Miomas uterinos. Novo tratamento permite evitar cirurgias

Miomas uterinos. Novo tratamento permite evitar cirurgias


Dois milhões de mulheres em Portugal sofrem com estes tumores benignos. Investigadores apresentam tratamento que dispensa cirurgia e reduz miomas e hemorragias


Miomas uterinos podem parecer, à primeira vista, algo de estranho para a maioria dos portugueses. O certo é que, só em Portugal, há dois milhões de mulheres que vivem ou já viveram com estes tumores que, embora benignos, provocam sintomas como pressão abdominal ou hemorragias abundantes. Para elas – e também para 24 milhões de mulheres na Europa – há agora um tratamento por comprimidos de acetato de ulipristal que substitui a cirurgia.

Apesar dos sintomas e do desconforto, um quarto desta população demora, em média, mais de um ano a procurar ajuda. A vergonha é o principal obstáculo. “Precisamos de reduzir o estigma do sangramento porque isso tem um enorme impacto na qualidade de vida”, explica Helena Kopp Kalner, consultora sénior de ginecologia e obstetrícia do Karolinska Institutet, em Estocolmo.

Jacques Donnez, médico responsável pelo estudo PEARL IV, na área do tratamento dos miomas uterinos por acetato de ulipristal, apresentou na passada sexta-feira, em Budapeste, as conclusões desta recente investigação da farmacêutica Gedeon Richter. De acordo com os resultados obtidos num estudo que incluiu quatro ciclos de tratamento – de 12 semanas de toma diária de 5 mg de acetato de ulipristal, a dose recomendada –, o sangramento abundante foi controlado no final de cada etapa em aproximadamente 93% das mulheres. Já cerca de 76% estavam em estado de amenorreia – ausência de menstruação – no final de cada ciclo. 

No estudo PEARL IV, que envolveu 451 mulheres de 11 países europeus, 98% das histerectomias – cirurgia que consiste na retirada do útero – foram evitadas através do tratamento por acetato de ulipristal. Esta opção através da medicação, além de evitar uma operação invasiva de retirada do útero ou dos miomas, evita a carga psicológica associada e preserva a fertilidade da mulher, defendem os investigadores.

Os médicos destacam assim o potencial do acetato de ulipristal, não apenas como um recurso pré-cirurgia para reduzir as hemorragias e o tamanho dos miomas, mas também como terapêutica para ser feita a longo prazo.
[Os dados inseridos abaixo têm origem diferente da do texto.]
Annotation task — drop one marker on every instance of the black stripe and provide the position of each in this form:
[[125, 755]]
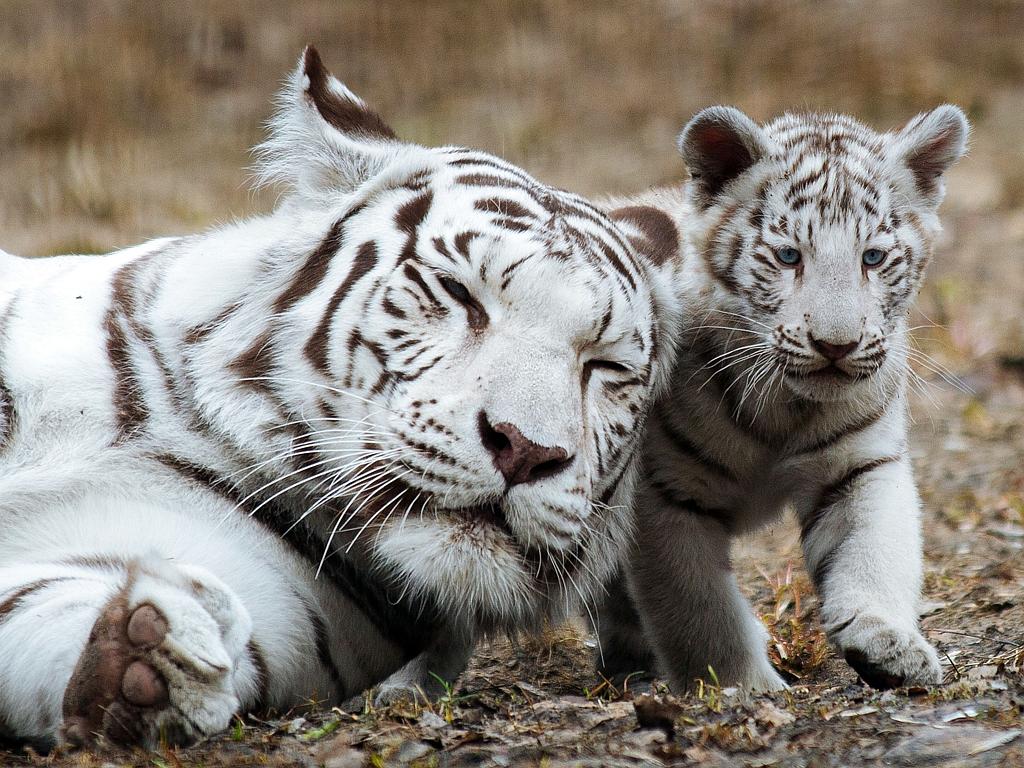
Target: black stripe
[[316, 347], [411, 627], [8, 415], [837, 491], [258, 659], [684, 445], [312, 271], [12, 603], [684, 504], [323, 639]]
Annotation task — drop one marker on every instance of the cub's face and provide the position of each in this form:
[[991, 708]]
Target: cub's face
[[818, 236], [485, 349]]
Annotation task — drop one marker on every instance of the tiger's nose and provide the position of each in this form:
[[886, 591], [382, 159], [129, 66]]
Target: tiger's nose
[[832, 350], [518, 458]]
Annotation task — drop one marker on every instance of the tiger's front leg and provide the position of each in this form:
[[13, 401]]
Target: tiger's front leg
[[137, 651], [862, 547]]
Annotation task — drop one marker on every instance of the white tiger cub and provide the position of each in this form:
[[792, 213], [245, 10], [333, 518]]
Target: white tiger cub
[[805, 243], [422, 379]]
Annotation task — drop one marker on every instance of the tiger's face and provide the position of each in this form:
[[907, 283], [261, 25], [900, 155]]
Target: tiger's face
[[817, 233], [488, 351]]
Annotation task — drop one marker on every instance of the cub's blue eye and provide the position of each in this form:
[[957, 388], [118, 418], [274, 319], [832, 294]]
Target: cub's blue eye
[[787, 256], [872, 257]]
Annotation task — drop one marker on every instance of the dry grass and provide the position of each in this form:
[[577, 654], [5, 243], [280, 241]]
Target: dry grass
[[123, 120]]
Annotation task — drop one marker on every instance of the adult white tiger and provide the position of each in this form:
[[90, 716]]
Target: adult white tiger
[[423, 376], [806, 242]]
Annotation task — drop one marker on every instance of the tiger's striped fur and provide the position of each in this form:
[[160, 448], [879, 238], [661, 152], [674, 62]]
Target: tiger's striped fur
[[301, 454], [790, 391]]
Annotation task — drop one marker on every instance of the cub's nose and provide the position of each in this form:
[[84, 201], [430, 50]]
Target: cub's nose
[[518, 458], [832, 350]]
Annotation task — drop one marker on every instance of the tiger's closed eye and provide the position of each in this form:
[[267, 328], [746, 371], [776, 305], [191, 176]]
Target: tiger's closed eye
[[475, 313], [620, 368], [872, 257], [456, 290], [787, 256]]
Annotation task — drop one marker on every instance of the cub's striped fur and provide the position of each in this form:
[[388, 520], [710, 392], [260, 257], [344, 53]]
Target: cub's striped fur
[[806, 241], [298, 455]]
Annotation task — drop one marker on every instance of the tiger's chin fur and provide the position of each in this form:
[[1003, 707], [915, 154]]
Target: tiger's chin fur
[[320, 450], [805, 242]]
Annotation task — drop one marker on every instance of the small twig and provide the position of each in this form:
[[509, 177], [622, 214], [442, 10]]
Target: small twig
[[976, 637], [952, 664]]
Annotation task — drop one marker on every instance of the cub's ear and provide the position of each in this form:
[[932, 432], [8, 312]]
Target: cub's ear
[[324, 137], [719, 144], [929, 144]]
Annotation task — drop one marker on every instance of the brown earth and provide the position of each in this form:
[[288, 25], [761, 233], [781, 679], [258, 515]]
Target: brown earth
[[123, 121]]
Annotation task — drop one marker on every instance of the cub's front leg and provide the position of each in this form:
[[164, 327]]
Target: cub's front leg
[[862, 546], [428, 673], [688, 600]]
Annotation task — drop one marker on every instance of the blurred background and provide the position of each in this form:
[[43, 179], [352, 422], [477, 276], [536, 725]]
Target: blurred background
[[124, 120]]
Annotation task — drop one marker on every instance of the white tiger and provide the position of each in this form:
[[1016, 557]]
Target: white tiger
[[805, 243], [421, 379]]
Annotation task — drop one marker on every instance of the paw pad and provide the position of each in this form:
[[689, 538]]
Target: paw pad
[[113, 686]]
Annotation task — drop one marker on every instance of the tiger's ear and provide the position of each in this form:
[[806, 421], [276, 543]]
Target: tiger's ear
[[323, 137], [929, 144], [719, 144]]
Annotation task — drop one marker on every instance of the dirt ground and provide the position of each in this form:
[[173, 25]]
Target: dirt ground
[[124, 121], [538, 701]]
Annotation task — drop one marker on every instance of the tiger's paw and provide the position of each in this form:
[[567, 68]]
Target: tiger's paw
[[159, 663], [886, 656]]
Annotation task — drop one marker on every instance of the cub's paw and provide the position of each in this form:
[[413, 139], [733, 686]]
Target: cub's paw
[[159, 663], [887, 656]]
Com o tratamento intermitente houve uma redução significativa dos sintomas associados a esta condição, como a pressão abdominal, a frequência urinária e a fadiga. O sangramento anormal parou, deu-se a redução do tamanho do mioma ou mesmo o seu de-saparecimento e houve ainda uma “melhoria na qualidade de vida”, conta Donnez. Os efeitos secundários mais reportados foram dores de cabeça e ruborização. 

IMPACTO Para Kalner, “manter a fertilidade é muito importante, assim como evitar a histerectomia”. Também Deborah Lancastle destaca o papel que os miomas uterinos têm na vida das mulheres: “Esta condição tem impacto na saúde psicológica, física e social”, alerta a psicóloga da saúde, acrescentando que os miomas e todos os sintomas que lhes estão associados podem ainda comprometer a carreira de uma mulher. 

A vida social é também constantemente afectada por esta condição. Até a escolha do vestuário passa a obedecer a critérios que minimizem os sintomas dos miomas uterinos: “As mulheres têm sempre tendência a vestir roupas mais escuras. Nós somos engenhosas a encontrar soluções para tudo, mas neste caso essa não é uma boa característica: significa que não estamos a procurar ajuda”, desmistifica Lancastle. Mais de 80% das mulheres indicam que esta condição afecta a intimidade e a capacidade para estabelecer uma nova relação. 

Em Portugal, segundo dados da Administração Central do Sistema de Saúde, realizaram-se 3325 histerectomias nos hospitais do Sistema Nacional de Saúde em 2014. Cada acto teve o valor de cerca de 2600 euros, a que acrescem custos de baixas médicas, Segurança Social e consultas. 

Questionado pelos jornalistas sobre o que se segue neste campo de investigação, Jacques Donnez é peremptório: “Estamos no final da evolução.”